A new bill proposed in New York City would require the city’s Department of Sanitation (DSNY) to accept commercial solid waste at city-owned or operated marine transfer stations and city-owned or operated rail transfer stations.
Into No. 55, which was submitted to the Committee on Sanitation and Solid Waste Management, is sponsored by councilmembers Sandry Nurse, Alexa Avilés Althea V. Stephens, James F. Gennaro, Shaun Abreu, Jennifer Gutiérrez, Chi A. Ossé, Crystal Hudson and Kevin C. Riley (by request of the Brooklyn Borough president).
The bill would also require DSNY to publicly report the amount and type of waste received at such facilities annually.

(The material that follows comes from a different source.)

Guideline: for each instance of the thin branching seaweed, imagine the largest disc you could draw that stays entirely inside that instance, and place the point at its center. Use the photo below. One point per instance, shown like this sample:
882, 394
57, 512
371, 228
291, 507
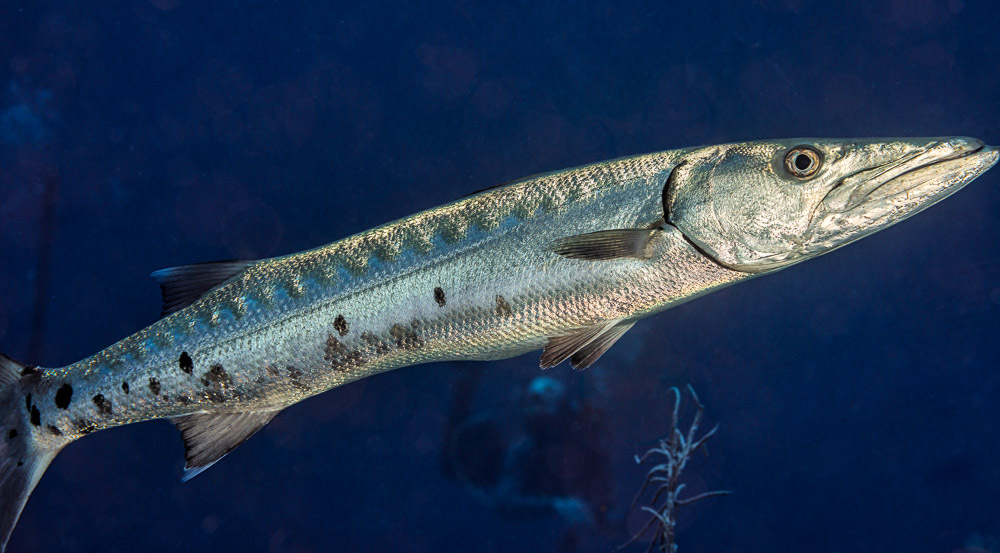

The Transform Don’t Trash NYC Coalition, a group dedicated to improving New York City’s commercial trash industry, has expressed support for the bill, stating it would enact a “long-delayed environmental justice priority by reducing the number of trucks traveling in and out of communities overburdened by private, truck-based transfer stations.”
According to the group, private sanitation trucks must travel unnecessary miles across boroughs and communities to reach private transfer stations, where waste is exported via truck.
The city’s 2006 Solid Waste Management Plan (SWMP), which expires in 2025, directed DSNY to report on efforts to process commercial waste at marine transfer stations, as well as to issue a request for proposals to process commercial waste and at least one Manhattan facility, but the Don’t Trash NYC Coalition says no further action has been taken.
“The mandate of Intro 55 would precede the new 20-year SWMP due in 2026 and would coincide with the expected citywide implementation of the new Commercial Waste Zones system required by Local Law 199 of 2019,” the group says in a statement released Feb. 26. “Zones will sharply reduce commercial waste truck mileage citywide and incentivize the use of waste and recycling facilities with high safety and environmental standards, including publicly-owned marine and rail-based transfer stations.”